Gérard Bensussan : Je m’accorde en profondeur avec ce que dit Ivan Segré sur l’étude et l’existence, la Torah et la vie, c’est fondamental, et c’est à chacun qui s’y adonne de s’en faire l’humble ou l’orgueilleux puisatier. Je m’accorde pleinement aussi à ce qu’il dit sur la violence – toute violence fut-elle « divine », c’est-à-dire « pure », « révolutionnaire », nous expose au « fascisme », entendu dans un sens non exclusivement politologique bien sûr. Je pense que ce que j’ai suggéré autour de la démocratie consiste justement à tenter de parer à ce péril. À condition, à mes yeux, et c’est une condition décisive, de ne pas réduire la démocratie à une forme institutionnelle, ce qu’elle est aussi sinon elle n’est pas, à une parole abstraite, une déclaration de principes sans valeur et sans efficace. Parce que, dès lors qu’on se tient sur cette position, stérile par ailleurs, on est déjà dans un désir de surmontement de la démocratie, de type heideggérien, ou alors dans la quête d’un passage du simple formalisme bourgeois aux libertés « réelles », de type léniniste, ou encore dans le rêve d’un retour, de type maurrassien cette fois, à une certaine naturalité de la politique, contre tous les artificialismes du contrat. À chaque fois, on est déjà dans le soupçon jeté sur la démocratie – soupçon démocratiquement inévitable, voire bienvenu, mais qui a sans cesse à s’expliquer sur lui-même. C’est en ce sens que je parlais d’existence démocratique excédant, ou précédant, ses formes les plus diverses, sa formalité de droit. Resterait à se demander ce que le plébéisme juif, et ce qui s’y exprime, entre Juges et Rois, apporte à une pensée de la démocratie. J’espère que nous avons contribué, au moins, à poser cette question.

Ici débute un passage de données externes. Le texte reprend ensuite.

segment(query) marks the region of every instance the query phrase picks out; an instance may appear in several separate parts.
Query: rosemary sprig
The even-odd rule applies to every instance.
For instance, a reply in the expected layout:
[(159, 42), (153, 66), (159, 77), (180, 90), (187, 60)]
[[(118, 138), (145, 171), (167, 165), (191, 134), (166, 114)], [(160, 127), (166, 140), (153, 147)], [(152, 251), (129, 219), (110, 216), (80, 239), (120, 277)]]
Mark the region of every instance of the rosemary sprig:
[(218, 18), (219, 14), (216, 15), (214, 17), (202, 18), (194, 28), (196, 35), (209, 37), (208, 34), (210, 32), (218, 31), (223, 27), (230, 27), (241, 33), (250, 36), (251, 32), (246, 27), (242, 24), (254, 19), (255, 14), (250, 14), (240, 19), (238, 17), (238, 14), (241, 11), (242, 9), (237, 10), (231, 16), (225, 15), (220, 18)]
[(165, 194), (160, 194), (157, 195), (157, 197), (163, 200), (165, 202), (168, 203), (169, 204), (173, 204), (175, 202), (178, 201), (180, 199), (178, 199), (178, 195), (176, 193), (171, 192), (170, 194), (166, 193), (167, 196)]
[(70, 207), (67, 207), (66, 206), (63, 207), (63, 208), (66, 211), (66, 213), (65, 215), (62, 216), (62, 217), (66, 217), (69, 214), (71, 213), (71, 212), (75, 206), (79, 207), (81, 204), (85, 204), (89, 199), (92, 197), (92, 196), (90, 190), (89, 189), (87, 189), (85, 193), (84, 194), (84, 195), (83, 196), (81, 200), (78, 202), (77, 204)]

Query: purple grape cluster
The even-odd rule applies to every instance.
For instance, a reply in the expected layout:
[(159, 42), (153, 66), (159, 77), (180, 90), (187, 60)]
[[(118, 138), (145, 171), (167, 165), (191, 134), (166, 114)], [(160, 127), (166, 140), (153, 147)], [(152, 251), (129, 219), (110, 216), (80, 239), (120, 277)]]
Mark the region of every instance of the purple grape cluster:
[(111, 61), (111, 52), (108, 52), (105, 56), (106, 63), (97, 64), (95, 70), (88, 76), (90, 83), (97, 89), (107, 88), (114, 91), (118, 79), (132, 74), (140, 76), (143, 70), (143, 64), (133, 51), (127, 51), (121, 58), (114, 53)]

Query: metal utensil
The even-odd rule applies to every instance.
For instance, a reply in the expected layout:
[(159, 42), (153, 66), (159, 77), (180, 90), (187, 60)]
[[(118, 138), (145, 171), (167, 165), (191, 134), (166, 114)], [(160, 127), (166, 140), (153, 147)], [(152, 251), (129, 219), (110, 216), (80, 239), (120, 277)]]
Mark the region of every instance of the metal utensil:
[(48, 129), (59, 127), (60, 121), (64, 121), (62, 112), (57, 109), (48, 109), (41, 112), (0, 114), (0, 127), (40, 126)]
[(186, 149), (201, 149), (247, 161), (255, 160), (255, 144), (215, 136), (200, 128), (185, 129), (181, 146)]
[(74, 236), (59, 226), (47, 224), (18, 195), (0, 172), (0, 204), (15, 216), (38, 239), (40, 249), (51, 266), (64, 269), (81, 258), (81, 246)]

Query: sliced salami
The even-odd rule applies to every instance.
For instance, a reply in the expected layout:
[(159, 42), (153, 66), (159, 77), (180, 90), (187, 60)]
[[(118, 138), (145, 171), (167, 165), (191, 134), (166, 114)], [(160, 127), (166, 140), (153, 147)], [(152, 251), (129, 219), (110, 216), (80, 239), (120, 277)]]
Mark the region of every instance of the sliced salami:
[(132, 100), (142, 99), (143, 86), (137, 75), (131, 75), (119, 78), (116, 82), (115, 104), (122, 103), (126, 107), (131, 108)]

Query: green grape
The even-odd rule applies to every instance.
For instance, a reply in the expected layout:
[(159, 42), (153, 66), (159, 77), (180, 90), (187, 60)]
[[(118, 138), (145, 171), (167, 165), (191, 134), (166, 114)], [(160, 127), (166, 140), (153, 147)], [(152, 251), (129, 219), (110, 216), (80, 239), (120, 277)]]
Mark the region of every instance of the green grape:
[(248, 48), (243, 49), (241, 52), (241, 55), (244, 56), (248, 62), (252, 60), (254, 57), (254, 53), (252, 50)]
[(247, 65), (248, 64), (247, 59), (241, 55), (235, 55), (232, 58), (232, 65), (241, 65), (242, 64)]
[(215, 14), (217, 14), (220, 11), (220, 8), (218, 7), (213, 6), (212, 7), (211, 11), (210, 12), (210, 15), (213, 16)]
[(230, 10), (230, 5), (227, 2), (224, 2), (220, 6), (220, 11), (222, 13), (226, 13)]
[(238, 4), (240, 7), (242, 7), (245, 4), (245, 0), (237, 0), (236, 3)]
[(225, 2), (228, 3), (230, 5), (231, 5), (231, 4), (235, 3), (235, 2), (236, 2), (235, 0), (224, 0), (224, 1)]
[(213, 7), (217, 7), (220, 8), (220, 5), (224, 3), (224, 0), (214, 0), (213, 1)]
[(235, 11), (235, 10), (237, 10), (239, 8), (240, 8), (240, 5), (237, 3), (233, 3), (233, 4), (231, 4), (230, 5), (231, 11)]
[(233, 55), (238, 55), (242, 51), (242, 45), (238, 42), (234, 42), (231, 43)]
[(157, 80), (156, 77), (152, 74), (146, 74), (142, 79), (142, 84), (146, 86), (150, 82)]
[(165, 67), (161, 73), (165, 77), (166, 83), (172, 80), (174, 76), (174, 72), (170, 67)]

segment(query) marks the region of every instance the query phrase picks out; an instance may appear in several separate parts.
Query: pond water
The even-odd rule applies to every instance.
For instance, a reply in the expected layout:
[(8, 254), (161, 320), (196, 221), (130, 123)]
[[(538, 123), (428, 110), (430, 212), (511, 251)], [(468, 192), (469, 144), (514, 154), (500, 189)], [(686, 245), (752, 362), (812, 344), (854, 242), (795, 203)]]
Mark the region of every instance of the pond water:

Propos recueillis par Avishag Zafrani

Gérard Bensussan est  philosophe, professeur émérite à l’Université de Strasbourg. Il a enseigné dans le monde entier et il est l’auteur d’une vingtaine d’ouvrages dont le récent « Miroirs dans la nuit. Lumières de Hegel » (Cerf, 2022). Il publiera au printemps 2023 « La transaction. Démocratie et philosophie » (PUF).

Ivan Segré est philosophe ; ses travaux portent sur le judaïsme et la philosophie classique et contemporaine; il est l’auteur d’une dizaine d’ouvrages dont « Judaïsme et révolution » (La Fabrique, 2014), « Les Pingouins de l’universel. Antijudaïsme, antisémitisme, antisionisme » (Lignes, 2017) et « La Souveraineté adamique. Une mystique révolutionnaire » (Amsterdam, 2022). Depuis 2015, il collabore régulièrement au site d’information alternatif LundiMatin.

Notes

1 Historien et philosophe, spécialiste du monde juif d’Europe centrale, qui joua un rôle important dans le renouveau des études juives et du yiddish.
2 In La Loi du sang, penser et agir en nazi, Gallimard, paris, 2014.
3 Walter Benjamin, W. Benjamin, « Zur Kritik der Gewalt », Aufsätze, Essays, Vorträge (Gesammelte Schriften, tome II -1), Frankfurt am Main, Suhrkamp, 1991, pp. 179-203 ; trad. fr. in W. Benjamin, Œuvres I, Paris, Gallimard, 2000, pp. 210-243.
4 Personnage biblique qui se rebellera contre le pouvoir détenu par Moïse et Aaron, et ce faisant, souhaitera le rendre au peuple.
5 La « différance » ne circonscrit pas un objet, elle n’est pas une notion, mais le signe d’un mouvement, d’une force décalée ou d’une dynamique à l’œuvre.